The Court of Appeals in Solon v. US decided on November 29, 2018, reversed a disorderly conduct conviction as it disagreed but the trial court’s statutory interpretation.
Solon had intermingled with the Climate Movement March carrying signs in support of the administration and generally causing agitation and stir among the demonstrators. She was ultimately put under arrest and charged with disorderly conduct as well as two assault charges again two individuals.
The DC disorderly conduct statute (D.C. Code § 22-1321 (a)(1) provides: in any place open to the general public, . . . it is unlawful for a person to intentionally or recklessly act in such a manner to cause another person to be in reasonable fear that a person or property in a person’s immediate possession is likely to be harmed or taken.
Subsection (g) of the statute criminalizes interference and jostling which the defendant was not charged with. Specifically, D.C. Code § 22-1321 (g) provided: (stating in pertinent part that “[i]t is unlawful, under circumstances whereby a breach of the peace may be occasioned, to interfere with any person in any public place by jostling against the person.
The trial judge dismissed the assault charges but convicted on disorderly stating and justifying that:
- My interpretation of that is that the [g]overnment is not required to prove that these individuals who are physically rammed by Ms. Solon, were in actual fear of injury, because I would agree with Mr. Simmons, that’s not what the video depicts. These individuals don’t appear to be in fear, they don’t remain in place, but [I do] find that Ms. Solon’s actions were sufficient to prove that these actions would have created in a person of reasonable sensibility, a fear of immediate bodily harm. I do find that her actions were such and I note that not only is she seen in the video and not only did Mr. Files testify that she rammed herself up against other individuals who were present with her shoulder, but that she also is depicted in the video . . . pacing back and forth, that her general demeanor is such the level of agitation and the level of volatility that she’s displaying, that considering all of the surrounding circumstances that could have created in a person [of] reasonable sensibility a fear of immediate bodily harm.
The Court of Appeals disagreed, holding that “reasonable sensibility of a fear or immediate bodily harm is not sufficient for conviction.
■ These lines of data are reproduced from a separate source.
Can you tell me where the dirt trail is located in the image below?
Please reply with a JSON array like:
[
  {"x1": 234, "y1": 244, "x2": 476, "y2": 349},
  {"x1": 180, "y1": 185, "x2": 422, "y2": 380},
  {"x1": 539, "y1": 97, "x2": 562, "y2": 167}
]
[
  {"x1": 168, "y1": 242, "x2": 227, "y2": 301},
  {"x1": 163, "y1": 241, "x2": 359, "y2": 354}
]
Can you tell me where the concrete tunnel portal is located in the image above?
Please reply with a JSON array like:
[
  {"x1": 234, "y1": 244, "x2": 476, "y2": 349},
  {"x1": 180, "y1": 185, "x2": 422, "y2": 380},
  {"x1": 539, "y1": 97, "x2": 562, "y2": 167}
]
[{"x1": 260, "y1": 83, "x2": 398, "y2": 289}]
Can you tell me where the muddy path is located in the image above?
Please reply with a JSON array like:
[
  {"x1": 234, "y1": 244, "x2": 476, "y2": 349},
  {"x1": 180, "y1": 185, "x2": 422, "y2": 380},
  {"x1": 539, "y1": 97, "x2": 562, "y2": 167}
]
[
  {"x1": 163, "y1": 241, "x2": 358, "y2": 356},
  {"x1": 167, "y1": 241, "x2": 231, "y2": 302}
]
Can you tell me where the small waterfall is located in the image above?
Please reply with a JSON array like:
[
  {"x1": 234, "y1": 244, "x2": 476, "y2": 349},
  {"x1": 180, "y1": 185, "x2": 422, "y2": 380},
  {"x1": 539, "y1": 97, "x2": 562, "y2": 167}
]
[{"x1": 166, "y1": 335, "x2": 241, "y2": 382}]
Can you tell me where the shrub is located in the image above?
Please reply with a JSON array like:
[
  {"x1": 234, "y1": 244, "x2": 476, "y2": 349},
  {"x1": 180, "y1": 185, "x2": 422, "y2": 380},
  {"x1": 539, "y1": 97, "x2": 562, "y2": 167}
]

In order to obtain a conviction, to government has to prove that a person was put in actual fear by the defendant’s conduct. Thus decisive and dispositive evidence of fear must be present.
Here though the evidence established that the individuals on the scene were not actually afraid of Solon, the marchers’ faces were impassive, other people can be seen laughing, it was broad daylight and police were present, appellant was alone while there were many people waiting to march, some marchers or staff were following or even harassing the appellant rather than distancing themselves from her, and there was no evidence that anyone complained to Officers that they were afraid of physical harm.
The conviction was vacated and reversed.